The ‘Sniff Off’ campaign targets the ineffective and invasive use of drug dogs by the NSW Police.

Documents obtained by the NSW Greens under Freedom of Information show the campaign is having an impact on reducing drug dog searches.

Greens MP David Shoebridge said ‘the widespread publication of data that demonstrates the continuing false positive rates and ineffectiveness of police drug dogs since 2011 has forced a reduction in police drug dog operations’.

‘In 2011 the NSW police searched 16,459 people after a positive drug dog indication with 78 per cent of people searched being found to carry no drugs,’ Mr Shoebridge said.

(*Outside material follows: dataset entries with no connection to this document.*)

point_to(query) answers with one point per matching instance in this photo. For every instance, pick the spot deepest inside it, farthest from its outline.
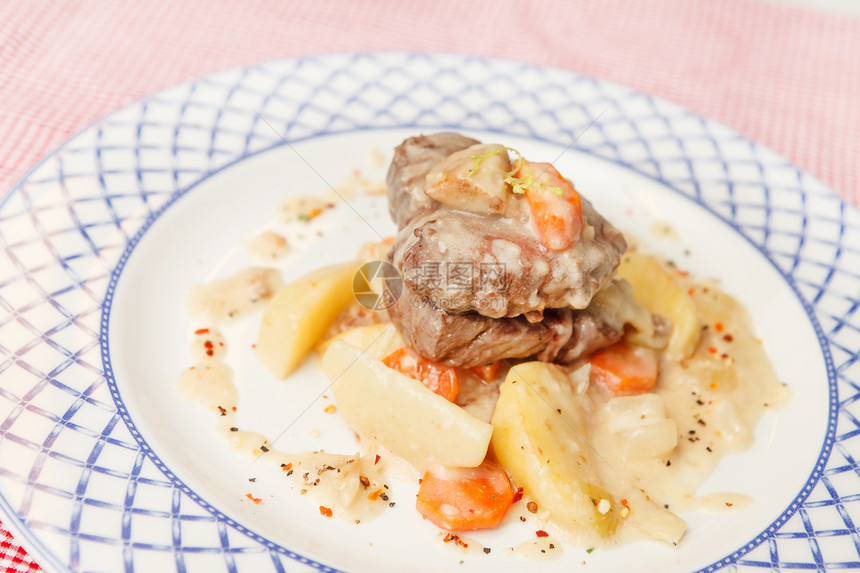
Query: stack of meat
(500, 257)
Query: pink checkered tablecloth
(786, 77)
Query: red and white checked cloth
(786, 77)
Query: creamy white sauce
(267, 246)
(713, 399)
(235, 296)
(209, 384)
(303, 208)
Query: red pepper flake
(456, 539)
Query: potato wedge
(377, 340)
(300, 313)
(401, 414)
(660, 290)
(539, 436)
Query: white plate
(103, 468)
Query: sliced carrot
(487, 373)
(624, 369)
(441, 379)
(555, 205)
(465, 498)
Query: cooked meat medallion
(500, 258)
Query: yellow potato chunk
(662, 292)
(299, 314)
(401, 414)
(539, 436)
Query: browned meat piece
(492, 265)
(479, 286)
(469, 339)
(408, 172)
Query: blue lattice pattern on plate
(66, 224)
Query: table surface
(785, 73)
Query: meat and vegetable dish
(530, 354)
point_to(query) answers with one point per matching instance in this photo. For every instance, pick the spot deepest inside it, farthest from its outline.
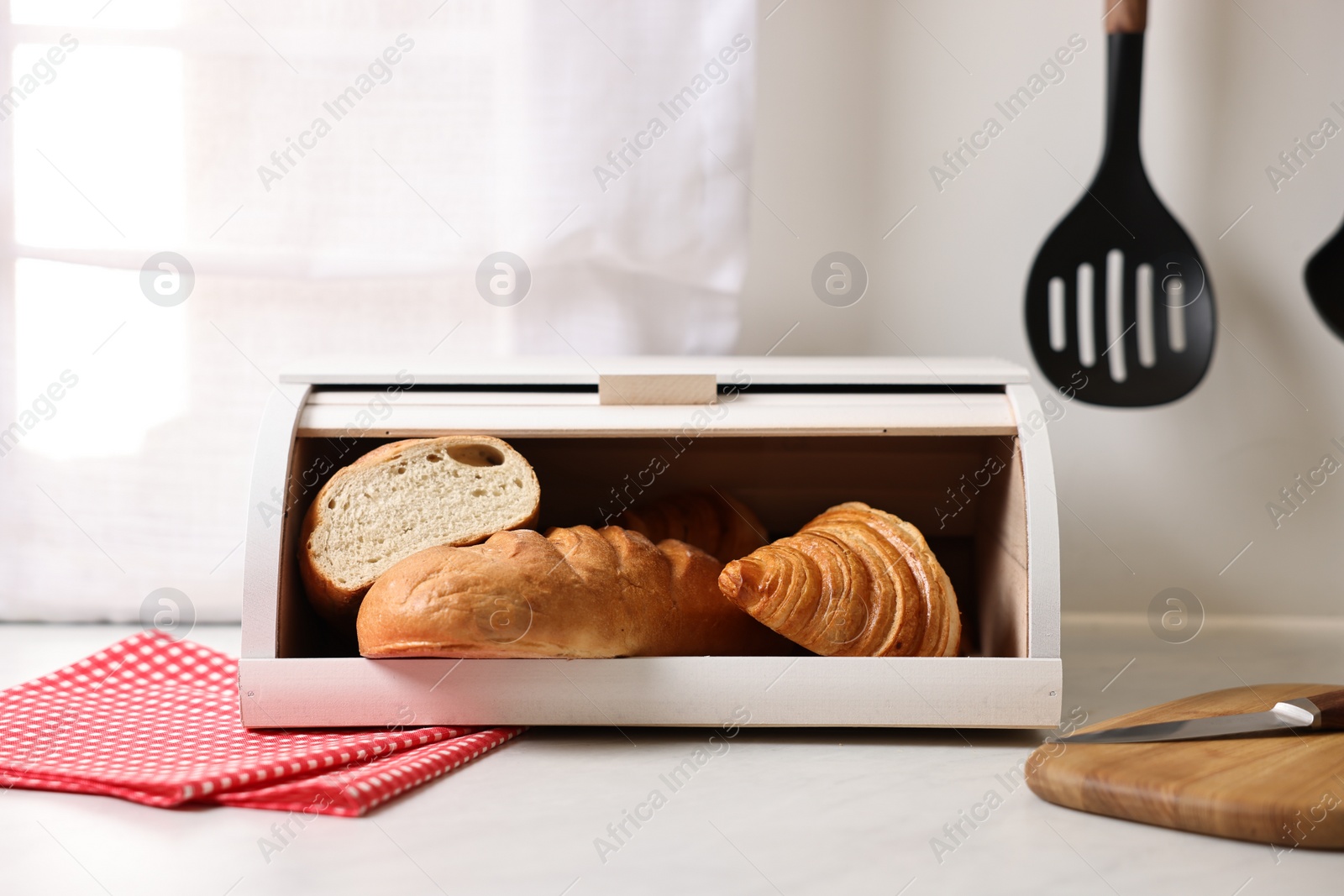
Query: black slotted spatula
(1120, 309)
(1324, 278)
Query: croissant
(719, 526)
(575, 593)
(853, 582)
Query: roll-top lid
(553, 371)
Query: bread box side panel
(268, 506)
(924, 692)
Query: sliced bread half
(401, 499)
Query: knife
(1321, 712)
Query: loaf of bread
(853, 582)
(575, 593)
(405, 497)
(712, 521)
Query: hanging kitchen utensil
(1324, 278)
(1119, 285)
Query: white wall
(858, 100)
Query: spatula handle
(1332, 708)
(1126, 16)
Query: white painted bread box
(956, 446)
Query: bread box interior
(952, 457)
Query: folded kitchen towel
(156, 721)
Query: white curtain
(333, 174)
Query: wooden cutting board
(1281, 789)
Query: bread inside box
(964, 492)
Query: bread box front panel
(958, 448)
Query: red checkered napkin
(156, 721)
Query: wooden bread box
(956, 446)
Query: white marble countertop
(781, 812)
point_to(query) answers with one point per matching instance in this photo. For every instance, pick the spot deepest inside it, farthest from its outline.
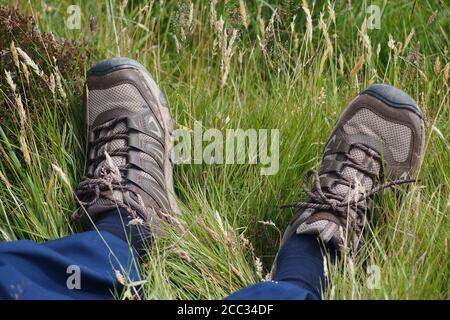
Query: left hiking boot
(129, 131)
(377, 143)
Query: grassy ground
(235, 64)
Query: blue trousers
(95, 265)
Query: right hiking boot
(129, 135)
(377, 143)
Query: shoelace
(337, 204)
(94, 187)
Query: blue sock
(300, 262)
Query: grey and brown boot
(377, 142)
(129, 135)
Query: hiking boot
(129, 135)
(378, 138)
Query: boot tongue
(110, 147)
(362, 182)
(108, 169)
(326, 224)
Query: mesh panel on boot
(122, 96)
(395, 136)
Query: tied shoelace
(339, 205)
(110, 175)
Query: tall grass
(285, 65)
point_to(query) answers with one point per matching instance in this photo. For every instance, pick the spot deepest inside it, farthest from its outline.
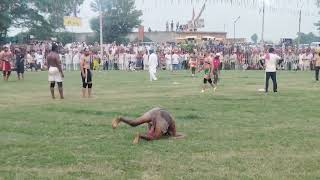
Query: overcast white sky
(281, 16)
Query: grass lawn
(235, 133)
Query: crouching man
(160, 124)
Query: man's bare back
(160, 124)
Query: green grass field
(235, 133)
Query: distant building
(163, 36)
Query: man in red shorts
(5, 57)
(160, 124)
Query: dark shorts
(88, 79)
(20, 69)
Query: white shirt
(145, 59)
(175, 59)
(76, 58)
(153, 62)
(271, 63)
(168, 58)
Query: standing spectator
(172, 26)
(20, 64)
(68, 56)
(145, 61)
(31, 61)
(5, 57)
(55, 73)
(175, 61)
(317, 63)
(76, 60)
(271, 60)
(39, 60)
(153, 64)
(216, 68)
(168, 61)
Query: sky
(281, 17)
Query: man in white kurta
(153, 64)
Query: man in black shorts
(160, 124)
(86, 74)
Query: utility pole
(234, 29)
(101, 29)
(263, 14)
(299, 33)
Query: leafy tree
(119, 18)
(254, 38)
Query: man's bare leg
(132, 122)
(141, 136)
(60, 88)
(52, 84)
(84, 92)
(89, 89)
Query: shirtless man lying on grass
(160, 124)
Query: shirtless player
(160, 124)
(55, 71)
(207, 73)
(6, 56)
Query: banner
(71, 21)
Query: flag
(202, 9)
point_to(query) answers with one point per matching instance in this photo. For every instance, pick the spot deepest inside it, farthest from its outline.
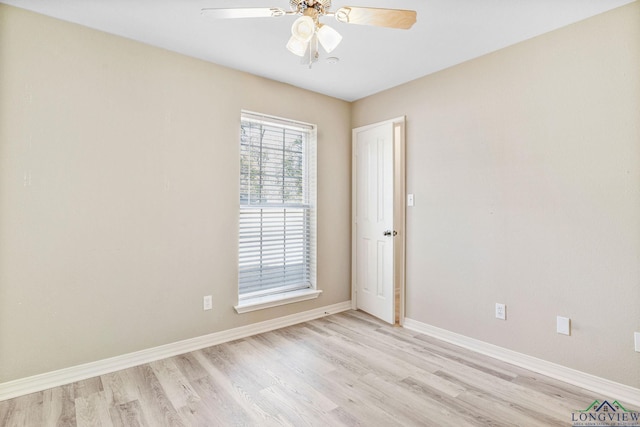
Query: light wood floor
(347, 369)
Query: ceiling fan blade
(391, 18)
(244, 12)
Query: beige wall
(118, 194)
(119, 191)
(525, 166)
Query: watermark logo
(603, 413)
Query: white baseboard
(605, 388)
(23, 386)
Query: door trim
(399, 206)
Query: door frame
(399, 213)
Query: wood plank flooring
(348, 369)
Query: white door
(373, 210)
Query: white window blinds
(276, 205)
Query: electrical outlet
(563, 325)
(207, 302)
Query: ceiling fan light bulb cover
(297, 46)
(329, 38)
(303, 28)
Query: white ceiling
(372, 59)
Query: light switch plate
(563, 325)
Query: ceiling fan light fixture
(328, 38)
(297, 46)
(303, 28)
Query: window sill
(260, 303)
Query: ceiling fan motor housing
(300, 5)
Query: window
(276, 257)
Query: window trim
(258, 300)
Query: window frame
(287, 292)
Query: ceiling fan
(307, 31)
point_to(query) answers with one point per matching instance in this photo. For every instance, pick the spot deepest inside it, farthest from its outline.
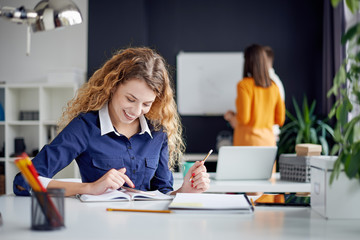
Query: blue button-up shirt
(97, 147)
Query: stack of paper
(236, 203)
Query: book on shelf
(124, 194)
(204, 202)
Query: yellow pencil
(203, 161)
(137, 210)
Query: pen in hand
(202, 161)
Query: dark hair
(269, 53)
(256, 65)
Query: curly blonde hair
(142, 63)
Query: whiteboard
(206, 82)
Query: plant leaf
(335, 149)
(350, 33)
(353, 5)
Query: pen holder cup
(186, 166)
(47, 209)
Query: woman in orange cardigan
(259, 105)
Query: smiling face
(129, 101)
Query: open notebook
(245, 162)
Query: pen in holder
(47, 209)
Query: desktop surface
(92, 221)
(274, 185)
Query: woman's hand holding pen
(113, 179)
(196, 180)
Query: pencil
(137, 210)
(203, 161)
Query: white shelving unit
(48, 99)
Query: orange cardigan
(258, 109)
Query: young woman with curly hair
(122, 128)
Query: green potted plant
(334, 178)
(347, 90)
(304, 127)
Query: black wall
(292, 28)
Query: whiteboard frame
(206, 82)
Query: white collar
(106, 125)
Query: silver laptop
(245, 163)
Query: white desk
(92, 221)
(274, 185)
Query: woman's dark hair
(256, 65)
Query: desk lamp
(47, 15)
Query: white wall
(60, 50)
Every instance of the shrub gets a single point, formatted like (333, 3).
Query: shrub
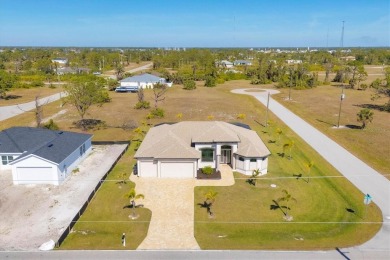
(207, 170)
(189, 85)
(157, 112)
(142, 105)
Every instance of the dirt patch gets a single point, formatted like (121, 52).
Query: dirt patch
(34, 214)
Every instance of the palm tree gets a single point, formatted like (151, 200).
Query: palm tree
(288, 146)
(287, 198)
(253, 178)
(210, 197)
(133, 196)
(365, 116)
(309, 166)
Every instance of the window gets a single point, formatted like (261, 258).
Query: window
(207, 155)
(6, 159)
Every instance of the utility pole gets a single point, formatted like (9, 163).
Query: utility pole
(342, 96)
(342, 36)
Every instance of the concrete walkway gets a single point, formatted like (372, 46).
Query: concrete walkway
(366, 179)
(172, 204)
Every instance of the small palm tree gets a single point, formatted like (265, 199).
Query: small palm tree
(309, 166)
(287, 198)
(210, 197)
(288, 146)
(133, 196)
(253, 178)
(365, 116)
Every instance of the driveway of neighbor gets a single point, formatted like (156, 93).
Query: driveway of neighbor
(366, 179)
(172, 204)
(34, 214)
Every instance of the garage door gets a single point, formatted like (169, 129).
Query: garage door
(147, 169)
(27, 175)
(177, 170)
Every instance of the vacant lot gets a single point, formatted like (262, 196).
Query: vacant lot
(320, 107)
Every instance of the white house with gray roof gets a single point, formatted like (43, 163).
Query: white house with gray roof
(179, 150)
(41, 156)
(145, 80)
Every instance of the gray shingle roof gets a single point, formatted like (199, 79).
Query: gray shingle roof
(146, 77)
(54, 146)
(174, 141)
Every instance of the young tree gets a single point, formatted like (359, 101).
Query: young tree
(286, 198)
(85, 91)
(133, 196)
(159, 91)
(365, 116)
(210, 197)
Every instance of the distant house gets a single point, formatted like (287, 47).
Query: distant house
(242, 63)
(60, 61)
(293, 61)
(41, 156)
(179, 150)
(225, 64)
(145, 80)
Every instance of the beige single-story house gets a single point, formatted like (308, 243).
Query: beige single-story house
(179, 150)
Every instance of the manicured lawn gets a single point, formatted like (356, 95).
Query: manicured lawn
(329, 211)
(105, 219)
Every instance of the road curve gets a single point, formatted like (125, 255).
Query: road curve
(365, 178)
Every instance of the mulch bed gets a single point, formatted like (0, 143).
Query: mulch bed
(216, 175)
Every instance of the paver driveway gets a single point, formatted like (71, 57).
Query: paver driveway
(172, 204)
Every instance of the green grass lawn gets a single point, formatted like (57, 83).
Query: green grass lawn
(329, 211)
(105, 219)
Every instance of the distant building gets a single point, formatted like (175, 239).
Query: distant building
(242, 63)
(294, 61)
(60, 61)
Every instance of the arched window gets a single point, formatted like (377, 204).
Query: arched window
(207, 154)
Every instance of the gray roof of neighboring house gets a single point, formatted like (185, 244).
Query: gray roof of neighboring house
(146, 77)
(51, 145)
(175, 141)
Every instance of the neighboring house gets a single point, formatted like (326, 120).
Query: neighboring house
(42, 156)
(294, 61)
(181, 149)
(226, 64)
(60, 61)
(145, 80)
(242, 63)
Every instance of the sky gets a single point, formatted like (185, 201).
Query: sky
(195, 23)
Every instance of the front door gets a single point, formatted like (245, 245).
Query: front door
(226, 154)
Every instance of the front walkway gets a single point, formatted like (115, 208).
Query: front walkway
(172, 204)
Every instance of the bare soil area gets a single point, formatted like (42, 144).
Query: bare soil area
(34, 214)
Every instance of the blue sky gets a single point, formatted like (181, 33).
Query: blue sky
(199, 23)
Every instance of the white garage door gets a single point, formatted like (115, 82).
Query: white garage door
(147, 169)
(35, 175)
(177, 170)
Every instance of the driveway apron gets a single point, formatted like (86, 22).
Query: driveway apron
(172, 204)
(366, 179)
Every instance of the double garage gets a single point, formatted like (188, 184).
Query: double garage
(167, 168)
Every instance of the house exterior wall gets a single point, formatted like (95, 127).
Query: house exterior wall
(35, 165)
(72, 161)
(246, 166)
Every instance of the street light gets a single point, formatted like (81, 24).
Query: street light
(342, 96)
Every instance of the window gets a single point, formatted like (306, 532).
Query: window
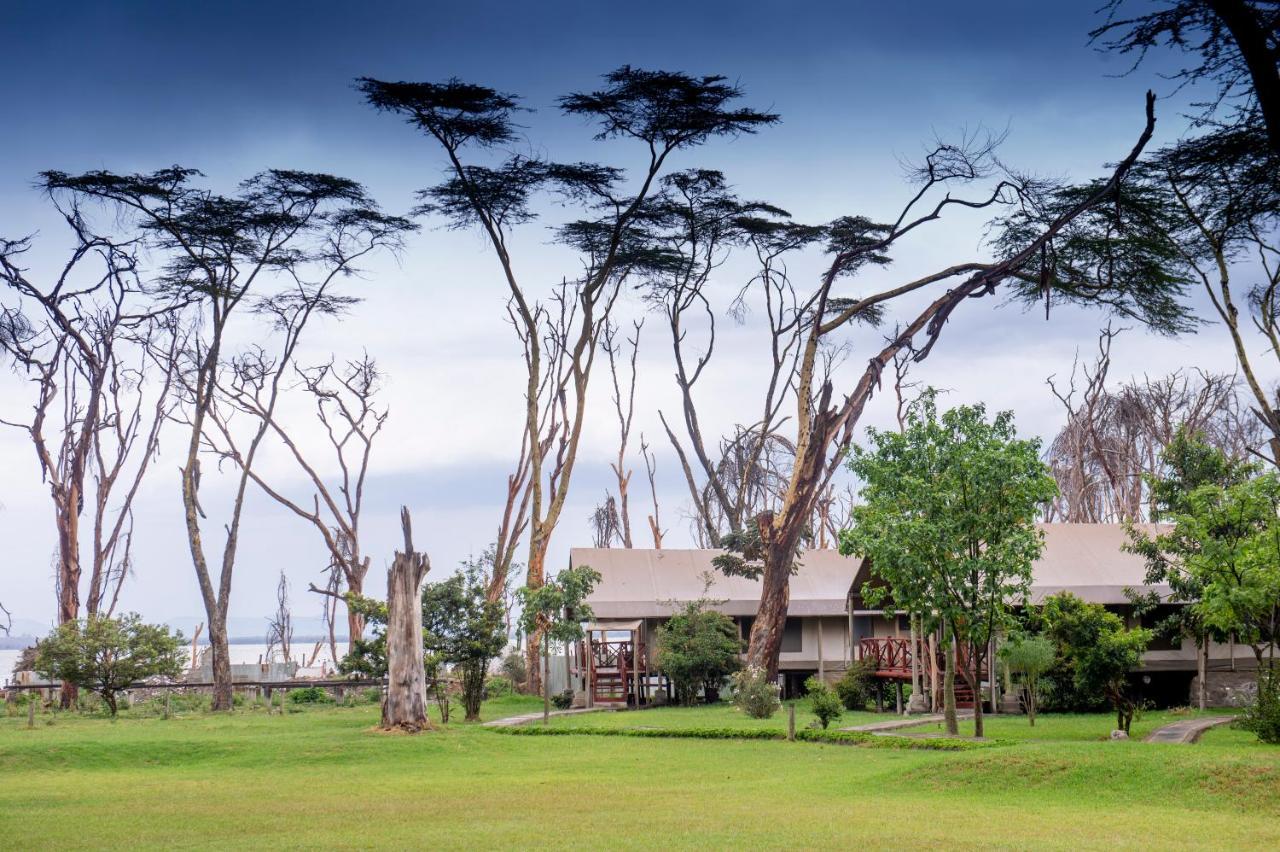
(792, 639)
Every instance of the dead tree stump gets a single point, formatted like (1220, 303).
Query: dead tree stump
(405, 704)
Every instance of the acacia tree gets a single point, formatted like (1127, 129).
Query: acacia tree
(1237, 49)
(274, 248)
(1046, 244)
(694, 223)
(949, 523)
(663, 113)
(81, 338)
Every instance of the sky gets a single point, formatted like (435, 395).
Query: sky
(237, 87)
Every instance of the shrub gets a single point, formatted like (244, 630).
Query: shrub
(310, 695)
(823, 701)
(1264, 715)
(498, 686)
(855, 687)
(106, 655)
(754, 694)
(698, 649)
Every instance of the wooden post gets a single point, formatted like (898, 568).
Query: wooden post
(547, 679)
(1202, 653)
(822, 669)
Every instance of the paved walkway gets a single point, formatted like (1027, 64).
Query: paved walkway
(1187, 731)
(511, 722)
(905, 722)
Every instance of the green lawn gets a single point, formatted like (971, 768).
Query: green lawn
(325, 778)
(721, 715)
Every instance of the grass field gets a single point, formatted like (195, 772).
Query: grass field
(324, 778)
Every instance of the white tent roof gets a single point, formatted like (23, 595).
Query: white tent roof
(1086, 559)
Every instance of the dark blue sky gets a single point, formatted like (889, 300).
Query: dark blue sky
(237, 87)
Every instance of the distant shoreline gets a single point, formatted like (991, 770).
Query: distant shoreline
(18, 642)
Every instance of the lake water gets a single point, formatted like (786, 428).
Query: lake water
(248, 653)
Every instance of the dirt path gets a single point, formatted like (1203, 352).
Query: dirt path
(1187, 731)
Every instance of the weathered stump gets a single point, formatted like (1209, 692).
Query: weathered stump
(405, 704)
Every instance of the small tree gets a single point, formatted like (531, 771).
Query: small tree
(698, 647)
(105, 655)
(465, 630)
(949, 523)
(755, 694)
(823, 701)
(556, 610)
(1098, 649)
(1029, 656)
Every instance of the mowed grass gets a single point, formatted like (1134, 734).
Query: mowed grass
(718, 715)
(325, 778)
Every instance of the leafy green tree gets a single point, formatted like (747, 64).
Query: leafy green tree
(823, 701)
(1189, 462)
(556, 610)
(465, 630)
(1029, 658)
(105, 655)
(698, 647)
(949, 523)
(1096, 647)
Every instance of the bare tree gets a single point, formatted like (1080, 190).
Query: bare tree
(405, 704)
(1043, 246)
(625, 407)
(347, 408)
(82, 338)
(663, 113)
(277, 248)
(1114, 438)
(650, 466)
(279, 627)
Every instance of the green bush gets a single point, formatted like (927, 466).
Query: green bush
(310, 695)
(1264, 715)
(754, 694)
(855, 687)
(498, 686)
(698, 649)
(823, 701)
(831, 737)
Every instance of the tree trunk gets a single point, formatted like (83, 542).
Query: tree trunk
(974, 677)
(219, 654)
(68, 578)
(534, 580)
(405, 705)
(1202, 656)
(949, 686)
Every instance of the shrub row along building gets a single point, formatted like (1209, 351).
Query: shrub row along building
(830, 623)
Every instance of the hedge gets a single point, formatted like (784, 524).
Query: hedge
(807, 734)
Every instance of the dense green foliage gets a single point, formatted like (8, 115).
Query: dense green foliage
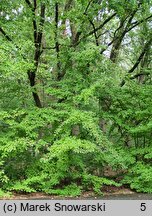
(75, 95)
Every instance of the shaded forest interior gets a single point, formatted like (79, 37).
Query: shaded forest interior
(75, 96)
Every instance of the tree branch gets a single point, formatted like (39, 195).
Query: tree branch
(141, 56)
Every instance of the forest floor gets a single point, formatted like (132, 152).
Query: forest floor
(107, 191)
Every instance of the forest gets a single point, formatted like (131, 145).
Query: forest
(75, 96)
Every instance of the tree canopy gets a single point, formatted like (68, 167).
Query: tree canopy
(75, 95)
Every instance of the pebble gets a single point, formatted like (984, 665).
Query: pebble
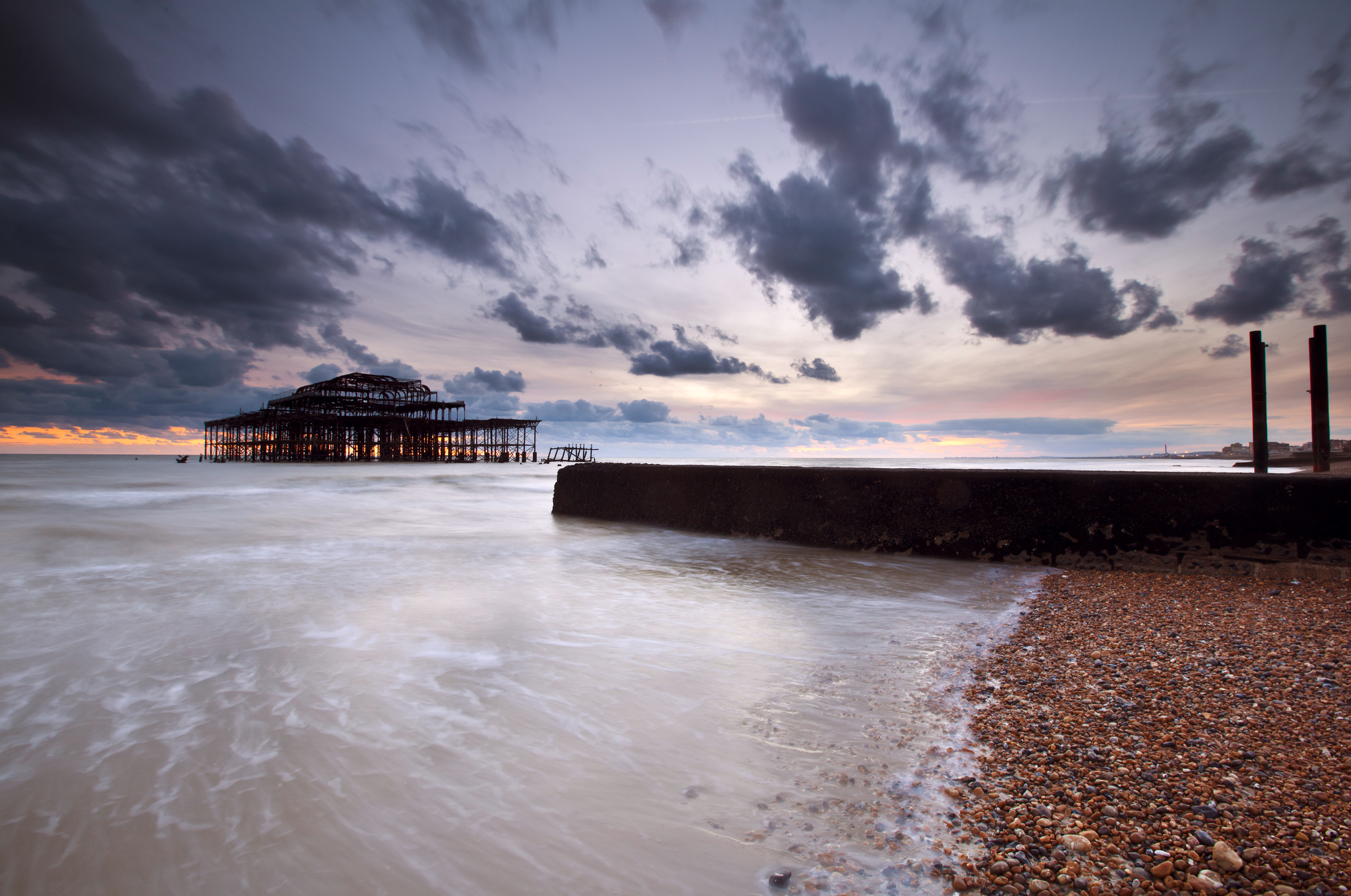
(1195, 716)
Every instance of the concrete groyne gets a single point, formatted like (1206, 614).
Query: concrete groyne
(1217, 523)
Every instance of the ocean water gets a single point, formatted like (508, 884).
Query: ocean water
(413, 679)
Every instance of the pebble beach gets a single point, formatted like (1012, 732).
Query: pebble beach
(1134, 734)
(1162, 733)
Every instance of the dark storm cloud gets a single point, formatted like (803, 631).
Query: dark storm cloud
(568, 322)
(476, 34)
(322, 372)
(128, 403)
(594, 258)
(1270, 278)
(644, 411)
(1232, 347)
(1264, 283)
(487, 394)
(361, 357)
(949, 95)
(673, 15)
(691, 250)
(168, 241)
(816, 369)
(689, 357)
(564, 411)
(829, 237)
(1146, 191)
(1296, 168)
(1307, 162)
(1016, 302)
(811, 237)
(851, 128)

‘After four years of embarrassing media on the high false positive rate the number of people searched fell to 12,893 with a false positive rate of 69 per cent.’

North coast unreasonably targeted

The documents also show total searches and false positive rates for each of 76 Police Local Area Commands. The figures show that parts of the state are targeted for drug dog operations, despite extraordinarily low rates of drugs being found as a result of searches. Redfern and Liverpool stand out as LACs in the top ten by searches conducted but the bottom ten by rate of drugs found.

Tweed/Byron consistently has among the highest number of searches in the state, and is the only Local Area Command outside of Sydney to make the top 10.


In 2014 Tweed Byron had the third most searches in the state, despite having only the 24th lowest false positive rate. In 2015, Tweed/Byron again had the third most searches in the state but dropped to 27th lowest false positive rate.

The false positive rate over both years was between 64-67 per cent meaning 1,221 people were subjected to intrusive personal searches despite not carrying drugs.

Police ‘pull head in’

Mr Shoebridge said the figures show that parts of the state are targeted for drug dog operations ‘despite extraordinarily low rates of drugs being found as a result of searches’.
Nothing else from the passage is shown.